Owners of startup companies who may not be able to land big investors with deep pockets will soon have another way to raise capital: Wisconsin’s new “crowdfunding” law that allows state businesses to raise funds from a large number of small investors.
A company wishing to raise money through crowdsourcing must be a Wisconsin business selling stock to state investors. It most cases, it cannot raise more than $1 million. However, if the company has had an audit in its most recent fiscal year and has provided the audit to prospective investors and the state, that amount is increased to $2 million. The funds can only be raised online.
It is not ideal for every startup, but the law allows businesses to seek financing for smaller-scale projects from investors. The investors would receive stock in the company.
Supporters say the law will make investing in the state a more democratic endeavor and let entrepreneurs leverage public goodwill for their plans in a way that wouldn’t be possible through traditional financing.

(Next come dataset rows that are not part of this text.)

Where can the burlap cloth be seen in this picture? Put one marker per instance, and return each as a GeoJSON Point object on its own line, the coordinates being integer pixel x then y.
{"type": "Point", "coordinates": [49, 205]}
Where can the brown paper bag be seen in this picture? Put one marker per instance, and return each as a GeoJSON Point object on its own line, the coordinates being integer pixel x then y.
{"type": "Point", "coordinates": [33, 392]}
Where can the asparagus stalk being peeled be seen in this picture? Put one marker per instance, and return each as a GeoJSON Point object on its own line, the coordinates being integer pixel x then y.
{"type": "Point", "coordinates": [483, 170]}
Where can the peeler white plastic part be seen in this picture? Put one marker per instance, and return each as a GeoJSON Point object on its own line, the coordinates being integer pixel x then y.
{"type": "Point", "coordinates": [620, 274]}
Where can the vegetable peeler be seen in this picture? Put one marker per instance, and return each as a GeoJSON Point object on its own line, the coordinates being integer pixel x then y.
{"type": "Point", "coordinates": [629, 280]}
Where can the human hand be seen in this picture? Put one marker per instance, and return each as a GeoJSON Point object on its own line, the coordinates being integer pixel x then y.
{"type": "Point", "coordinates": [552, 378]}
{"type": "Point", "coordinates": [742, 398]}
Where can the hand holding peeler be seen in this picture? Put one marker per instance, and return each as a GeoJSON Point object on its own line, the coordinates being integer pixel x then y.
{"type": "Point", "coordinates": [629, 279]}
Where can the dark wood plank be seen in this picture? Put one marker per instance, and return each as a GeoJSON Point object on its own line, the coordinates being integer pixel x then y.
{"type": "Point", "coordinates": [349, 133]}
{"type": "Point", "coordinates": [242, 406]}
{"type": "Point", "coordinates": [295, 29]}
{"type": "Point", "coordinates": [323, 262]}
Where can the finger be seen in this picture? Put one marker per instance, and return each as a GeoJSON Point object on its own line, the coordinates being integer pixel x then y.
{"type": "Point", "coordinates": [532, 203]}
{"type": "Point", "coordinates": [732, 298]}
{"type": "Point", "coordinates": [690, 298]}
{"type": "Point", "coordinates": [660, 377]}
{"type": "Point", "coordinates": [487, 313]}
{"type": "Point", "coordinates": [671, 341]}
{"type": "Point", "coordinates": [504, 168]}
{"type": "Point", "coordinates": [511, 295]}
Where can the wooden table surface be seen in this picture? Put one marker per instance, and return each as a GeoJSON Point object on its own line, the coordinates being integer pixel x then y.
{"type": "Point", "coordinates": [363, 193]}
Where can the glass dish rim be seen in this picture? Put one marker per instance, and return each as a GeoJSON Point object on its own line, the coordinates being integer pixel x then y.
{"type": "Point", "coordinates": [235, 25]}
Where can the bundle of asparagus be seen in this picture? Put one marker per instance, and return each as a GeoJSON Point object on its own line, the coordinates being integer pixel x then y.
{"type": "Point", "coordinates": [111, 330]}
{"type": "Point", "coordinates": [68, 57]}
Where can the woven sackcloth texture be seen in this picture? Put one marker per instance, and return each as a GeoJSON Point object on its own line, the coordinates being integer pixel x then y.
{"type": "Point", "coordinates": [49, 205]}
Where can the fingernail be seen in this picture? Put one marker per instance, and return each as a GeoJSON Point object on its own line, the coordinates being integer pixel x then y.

Wisconsin’s crowdfunding law is another component in building the state’s entrepreneurial environment by expanding the resources available to startups and allowing a broader base of investors to participate in building world-class companies. The new law provides an opportunity for entrepreneurs to raise money for the types of startups that traditionally have been limited to only wealthy investors.
Overall, Wisconsin is seeing advancements in the amount of new capital available for investments in early-stage, high-growth firms. Those type of traditional capital investments are critically important in supporting technology companies and long-term, high-wage job growth. However, they are not a realistic resource for many other types of small businesses in need of capital to launch or grow. The new crowdfunding law fills that void.